Neo4j vs Dgraph - The numbers speak for themselves - Dgraph Blog

As Dgraph is nearing its v0.8 release, we wanted to spend some time comparing it against Neo4j, which is the most popular graph database. We have divided this post into five parts:

  1. Loading data
  2. Querying
  3. Issues faced
  4. Features
  5. Principles behind Dgraph

Set up

  • Thinkpad T460 laptop running Ubuntu Linux, Intel Core i7, with 16 GB RAM and SSD storage.
  • Neo4j v3.1.0
  • Dgraph from master branch (commit: 100c104a)

1. Loading Data

We wanted to load a dense graph data set involving real world data. We at Dgraph have been using the Freebase film data for our development and testing. We feel this data is highly interconnected and makes a good use case for storing in a graph database.

The first problem we faced was that Neo4j doesn’t accept data in RDF format directly 3.1 . The loader for Neo4j accepts data in CSV format which is essentially what SQL tables have. In our 21 million dataset, we have 50 distinct types of entities and 132 types of relationships between these entities. If we were to try and convert it to CSV format, we would end up with 100s of CSV files. One file for each type of entity, and one file per relationship between two types of entities. While this is okay for relational data, this doesn’t work for graph data sets, where each entity can be of multiple types, and relationships between entities are fluid.

So, we looked into the next best option to load graph data into Neo4j. We wrote a small program similar to the Dgraphloader which reads N-Quads, batches them and tries to load them concurrently into Neo4j.
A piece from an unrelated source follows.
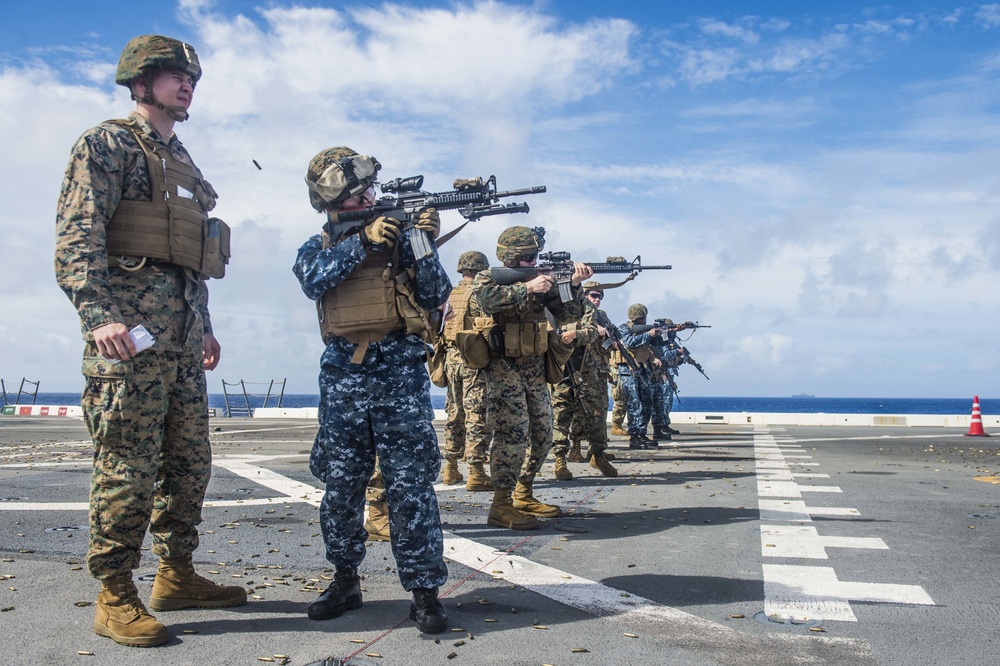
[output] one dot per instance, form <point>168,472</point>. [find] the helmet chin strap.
<point>176,113</point>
This program used Bolt, a new protocol by Neo4j. It is the fastest way we could find to load RDF data into Neo4j. In the video below, you can see a comparison of loading 1.1 million N-Quads on Dgraph vs. Neo4j.

Note that we only used 20 concurrent connections and batched 200 N-Quads for each request because Neo4j doesn’t work well if we increase either the number of connections or N-Quads per connection beyond this. In fact, that’s a sure way to make Neo4j data corrupt and hang the system 3.2 . For Dgraph, we typically send 1000 N-Quads per request and have 500 concurrent connections.

With the golden data set of 1.1 million N-Quads, Dgraph outperformed Neo4j 46.7k to 280 N-Quads per second. In fact, the Neo4j loader process never finished (we killed it after a considerable wait).

Dgraph is 160x faster than Neo4j for loading graph data.

2. Querying

We would have ideally liked to load up the entire 21 million RDF dataset so that we could compare the performance of both databases at scale. But given the difficulties we faced loading large amounts of data into Neo4j, we resorted to a subset dataset of 1.3 million N-Quads containing only certain types of entities and relationships. After a painful process, we converted our data into five CSV files, one for each type of entity (film, director, and genre) and two for the relationships between them; so that we could do some queries. We loaded these files into Neo4j using their import tool.

./neo4j start
./neo4j-admin import --database film.db --id-type string --nodes:Film $DATA/films.csv --nodes:Genre $DATA/genres.csv --nodes:Director $DATA/directors.csv --relationships:GENRE $DATA/filmgenre.csv --relationships:FILMS $DATA/directorfilm.csv

Then we created some indexes in Neo4j for the best query performance.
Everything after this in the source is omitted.